Attribute analysis breaks our propensity to operate at the highest level of generalization. Often, if we consider the attributes of people, things, situations, etc., we come to different conclusions than if we operate within our stereotypes.

We usually describe an object by listing its function. The way we see something is not inherent in the object itself — it grows out of experience and observation. A screwdriver’s primary function is to tighten or loosen screws. To discover new applications and ideas, you need flexibility of thought. An easy way to encourage this kind of thinking is to list the attributes or components of the subject instead of concentrating on its function. For example, let’s suppose you want to improve the screwdriver.

(1) First, list the attributes of a screwdriver.
For Example:

Round steel shaft

Wooden or plastic handle

Wedge-shaped tip

Manually operated

Used for tightening or loosening screws

(2) Next, focus on each specific attribute and ask “How else can this be accomplished?” or “Why does this have to be this way?”
Ask yourself:

What can I substitute for this attribute?

What can be combined with it?

Can I adapt something to it?

Can I add or magnify it?

Can I modify it in some fashion?

Can I put it to some other use?

What can I eliminate?

Can the parts be rearranged?

What is the reverse of this?
(3) Following are a few recent patented screwdriver innovations. The innovations were created by creative thinkers focusing on separate attributes of the screwdriver such as the handle, power source, and the shaft.

Focusing on the handle, a Swedish company created a handle with space for both hands. It was so successful, they later developed a full range of tools with long handles.

In the Third World, an aspiring inventor added a battery to provide power. This power source proved to be more reliable than electricity.

An entrepreneur came up with a better arrangement. He created shafts that were made interchangeable to fit various size screws, which obviated the need to have several screwdrivers.screwdriver

A Japanese engineer invented a bendable electric screwdriver with a super-flexible shaft to reach out of the way places.
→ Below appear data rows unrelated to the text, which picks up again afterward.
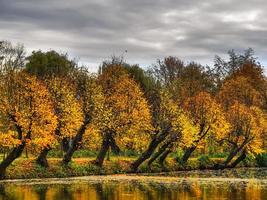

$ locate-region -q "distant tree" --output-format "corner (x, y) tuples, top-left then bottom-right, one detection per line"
(217, 101), (267, 168)
(25, 50), (77, 78)
(0, 72), (57, 178)
(0, 41), (26, 73)
(182, 92), (229, 163)
(95, 64), (151, 166)
(37, 78), (83, 167)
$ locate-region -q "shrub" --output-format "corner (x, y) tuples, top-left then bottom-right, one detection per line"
(256, 153), (267, 167)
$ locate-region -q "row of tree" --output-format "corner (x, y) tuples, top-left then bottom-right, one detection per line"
(0, 41), (267, 178)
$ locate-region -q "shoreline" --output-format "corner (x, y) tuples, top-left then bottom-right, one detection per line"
(0, 168), (267, 185)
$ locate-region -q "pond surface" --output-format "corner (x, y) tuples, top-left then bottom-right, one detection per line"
(0, 175), (267, 200)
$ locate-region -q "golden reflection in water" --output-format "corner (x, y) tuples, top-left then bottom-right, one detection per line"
(0, 181), (267, 200)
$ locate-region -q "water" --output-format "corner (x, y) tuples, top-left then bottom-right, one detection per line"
(0, 176), (267, 200)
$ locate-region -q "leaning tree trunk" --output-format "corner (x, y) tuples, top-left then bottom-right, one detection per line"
(220, 139), (249, 169)
(0, 141), (26, 179)
(0, 120), (31, 179)
(182, 125), (210, 164)
(36, 146), (52, 168)
(182, 146), (197, 164)
(159, 149), (172, 166)
(110, 137), (121, 155)
(147, 143), (173, 166)
(95, 135), (110, 167)
(229, 150), (247, 168)
(62, 117), (90, 165)
(131, 131), (168, 172)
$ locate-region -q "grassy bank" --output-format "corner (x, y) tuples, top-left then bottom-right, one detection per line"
(3, 156), (267, 179)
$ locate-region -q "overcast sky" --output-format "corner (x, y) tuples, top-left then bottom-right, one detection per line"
(0, 0), (267, 70)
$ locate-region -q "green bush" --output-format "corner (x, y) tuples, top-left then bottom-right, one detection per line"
(256, 153), (267, 167)
(209, 153), (227, 158)
(198, 155), (213, 169)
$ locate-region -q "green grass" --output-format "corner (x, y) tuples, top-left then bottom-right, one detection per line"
(0, 150), (267, 179)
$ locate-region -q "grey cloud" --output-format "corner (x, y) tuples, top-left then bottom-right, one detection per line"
(0, 0), (267, 71)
Considering the attributes of something rather than its function, provides you with a different perspective. Different perspectives create different questions which place your subject into different contexts. Years back, the Jacuzzi brothers designed a special whirlpool bath to give one of their cousin’s hydrotherapy treatment for arthritis. This was a new product for the Jacuzzi brothers who were in the farm pump business. They marketed the tub to other victims of arthritis but sold very few. Years later, Roy Jacuzzi put the concept into a different context (the luxury bath market) by asking, “Can I put this particular hydrotherapy treatment to some other use?” and bathrooms were never the same.
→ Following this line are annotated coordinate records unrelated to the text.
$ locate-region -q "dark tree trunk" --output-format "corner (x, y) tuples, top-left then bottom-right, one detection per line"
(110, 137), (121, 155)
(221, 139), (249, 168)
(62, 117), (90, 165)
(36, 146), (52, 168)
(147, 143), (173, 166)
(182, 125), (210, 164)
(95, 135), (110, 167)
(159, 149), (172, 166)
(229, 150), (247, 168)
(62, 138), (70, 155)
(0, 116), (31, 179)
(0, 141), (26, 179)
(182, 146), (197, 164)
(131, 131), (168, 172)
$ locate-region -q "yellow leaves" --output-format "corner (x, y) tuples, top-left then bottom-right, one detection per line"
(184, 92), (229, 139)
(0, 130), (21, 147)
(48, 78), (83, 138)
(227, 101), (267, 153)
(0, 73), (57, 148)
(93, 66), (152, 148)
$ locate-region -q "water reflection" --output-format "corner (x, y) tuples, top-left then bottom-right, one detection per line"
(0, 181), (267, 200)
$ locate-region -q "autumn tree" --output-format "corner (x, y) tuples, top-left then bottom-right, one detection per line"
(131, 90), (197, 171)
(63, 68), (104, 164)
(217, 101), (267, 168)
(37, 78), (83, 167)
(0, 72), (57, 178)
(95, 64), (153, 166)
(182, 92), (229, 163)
Listing the attributes of a subject and then focusing on one attribute at a time helps us to break our stereotypical notion of a subject as a continuous whole and to discover relationships that we likely would otherwise miss. This happened to a group of designers who, by chance, happened upon unusable medical incubators in the third world.

Hospitals and charities had donated expensive medical incubators to third world countries to help preterm babies survive and thrive in hospitals. Spare parts for the incubators were expensive and difficult to locate in rural settings, forcing medical staff to forego regular maintenance. Additionally, they discovered that intermittent power left the devices unusable during parts of the day and voltage spikes destroyed sensitive equipment. The majority of the donated equipment were unusable after a few years.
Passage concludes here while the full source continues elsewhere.